Interesting. Okay. I guess as far as the expansion cohort coming up later this year, is there any details you can give on maybe how many patients you expect total in the expansion cohort that are for the botensilimab update?
The plan is for us to present a number of cohorts of this study at another major conference coming up, which we have not announced yet.
Okay. All right. Great. Well, look forward to updates. Thanks, Garo.
Thank you very much, Matt.
Again, if you would like to ask a question, please press the star key and the number one on your telephone keypad. Your next question. My apologies. The question has jumped out of queue. Okay, here we go. Kelly Shi with Jefferies. Your line is now open.
Hi. Thank you for taking our question. This is Dave on for Kelly Shi. My question is, could you talk about potential impact of relatlimab plus nivolumab approval in melanoma on your phase II trial design in melanoma?
I think Dr. O'Day will tackle that question. Steven?
Sorry. The question is what is the impact of nivolumab LAG-3 in the melanoma space with our trial design? Is that the question?
Yes. The approval of relatlimab and nivolumab, how does it impact your design for melanoma?
Yeah. Well, you know, I think that the exhaustion checkpoints like LAG-3 and TIM-3 and obviously PD-1 are obviously very different targets than CTLA-4. Obviously with first-line melanoma now there's three frontline options, CTLA-4 with PD-1, PD-1 monotherapy, and then PD-1 LAG-3. We'll be addressing all those cohorts with our design of our botensilimab, which we think is obviously a very unique different checkpoint than the exhaustion checkpoints. We will address it and look forward to getting data around all those subgroups.

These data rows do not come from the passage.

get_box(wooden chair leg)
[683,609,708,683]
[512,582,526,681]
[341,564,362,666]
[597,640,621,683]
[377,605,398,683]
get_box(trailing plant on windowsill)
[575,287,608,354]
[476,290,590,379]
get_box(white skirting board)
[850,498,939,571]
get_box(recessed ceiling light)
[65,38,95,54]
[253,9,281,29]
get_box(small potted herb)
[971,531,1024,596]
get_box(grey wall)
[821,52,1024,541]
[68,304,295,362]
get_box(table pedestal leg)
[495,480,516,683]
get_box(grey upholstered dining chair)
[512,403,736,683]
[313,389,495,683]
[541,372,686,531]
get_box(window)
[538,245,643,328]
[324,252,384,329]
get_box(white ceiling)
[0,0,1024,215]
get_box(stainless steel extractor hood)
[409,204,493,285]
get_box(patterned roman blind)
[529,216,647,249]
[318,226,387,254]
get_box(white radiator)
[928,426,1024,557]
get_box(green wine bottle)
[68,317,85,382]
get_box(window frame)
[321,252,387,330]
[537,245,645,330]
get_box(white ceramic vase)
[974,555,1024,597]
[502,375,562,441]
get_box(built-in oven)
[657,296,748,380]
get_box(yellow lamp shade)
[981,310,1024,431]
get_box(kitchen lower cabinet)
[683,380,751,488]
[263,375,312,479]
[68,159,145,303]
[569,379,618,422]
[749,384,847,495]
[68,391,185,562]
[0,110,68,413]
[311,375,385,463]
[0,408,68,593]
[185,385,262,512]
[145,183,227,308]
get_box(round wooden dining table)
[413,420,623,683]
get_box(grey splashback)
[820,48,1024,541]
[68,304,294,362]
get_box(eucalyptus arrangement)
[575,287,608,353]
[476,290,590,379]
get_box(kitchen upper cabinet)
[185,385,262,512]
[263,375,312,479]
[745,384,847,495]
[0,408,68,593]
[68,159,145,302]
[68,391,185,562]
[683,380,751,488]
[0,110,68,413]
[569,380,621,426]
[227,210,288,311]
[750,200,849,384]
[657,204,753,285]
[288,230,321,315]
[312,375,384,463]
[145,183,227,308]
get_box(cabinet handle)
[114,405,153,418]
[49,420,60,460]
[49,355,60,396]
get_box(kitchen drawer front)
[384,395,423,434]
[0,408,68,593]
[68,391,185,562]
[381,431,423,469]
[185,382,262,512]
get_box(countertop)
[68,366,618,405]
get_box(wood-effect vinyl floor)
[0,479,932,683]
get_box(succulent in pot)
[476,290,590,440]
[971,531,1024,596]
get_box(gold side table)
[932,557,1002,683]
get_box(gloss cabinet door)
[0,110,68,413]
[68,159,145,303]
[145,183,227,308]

All right, great. Thank you.
There are no further questions at this time. Mr. Armen, I will turn the call back over to you.

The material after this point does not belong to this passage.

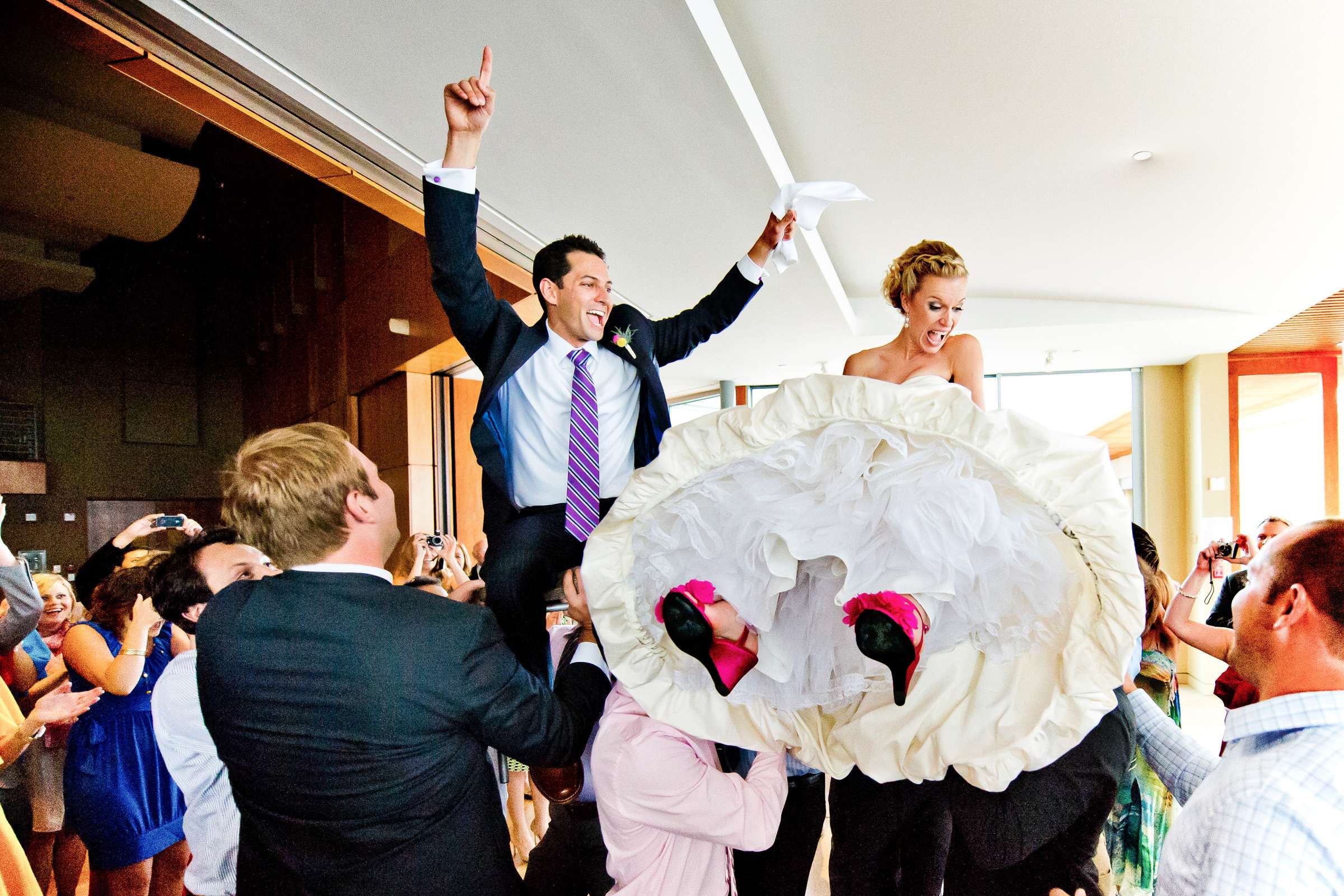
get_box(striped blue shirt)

Thank you very much for your attention and interest in our company. In closing, I'd like to just reiterate the point that with the data disclosure of botensilimab plus balstilimab, we have received many accolades about the robustness of the responses that we've seen. In fact, many of the long-term experts in the field, including certainly CRC experts, have commented on the fact that they have not seen such responses with conventional immunotherapy. Clearly this is a very exciting period for the next steps of immunotherapy, and we're delighted to have botensilimab lead that effort for the future of these patients and their well-being.

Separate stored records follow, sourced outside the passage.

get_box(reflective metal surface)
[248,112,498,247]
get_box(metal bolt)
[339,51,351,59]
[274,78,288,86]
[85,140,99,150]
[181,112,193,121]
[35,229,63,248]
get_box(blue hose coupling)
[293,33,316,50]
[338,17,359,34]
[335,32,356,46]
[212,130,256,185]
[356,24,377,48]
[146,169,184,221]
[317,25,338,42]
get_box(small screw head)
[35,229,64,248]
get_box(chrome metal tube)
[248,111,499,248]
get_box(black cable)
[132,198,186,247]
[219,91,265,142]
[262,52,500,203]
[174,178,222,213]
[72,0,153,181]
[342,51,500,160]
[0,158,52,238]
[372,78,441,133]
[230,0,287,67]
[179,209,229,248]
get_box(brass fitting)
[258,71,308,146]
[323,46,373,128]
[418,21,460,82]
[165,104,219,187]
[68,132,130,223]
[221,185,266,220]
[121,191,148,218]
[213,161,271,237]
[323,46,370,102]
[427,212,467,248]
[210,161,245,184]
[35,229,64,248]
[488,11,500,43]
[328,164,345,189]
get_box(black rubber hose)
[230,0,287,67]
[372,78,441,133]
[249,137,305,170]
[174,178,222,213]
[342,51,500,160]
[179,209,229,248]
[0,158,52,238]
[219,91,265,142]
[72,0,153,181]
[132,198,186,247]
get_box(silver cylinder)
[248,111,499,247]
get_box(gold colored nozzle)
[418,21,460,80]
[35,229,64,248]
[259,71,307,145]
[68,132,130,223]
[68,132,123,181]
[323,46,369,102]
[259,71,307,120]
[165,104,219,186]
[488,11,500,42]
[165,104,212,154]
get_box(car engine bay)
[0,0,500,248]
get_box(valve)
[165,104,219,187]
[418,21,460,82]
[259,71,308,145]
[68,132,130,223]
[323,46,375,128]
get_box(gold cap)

With that, please stay tuned for additional information that we will be disclosing between now and the end of the year, and that will set the stage for us to be able to do our next set of trials, randomized trials, with the hope that we will get to the finish line with the collaboration of many of the experts in the field, as well as regulatory agencies around the world. I'll end my comments, and if you have any additional questions and queries, please don't hesitate to get in touch with us. Thank you very much.
This concludes today's conference call. You may now disconnect.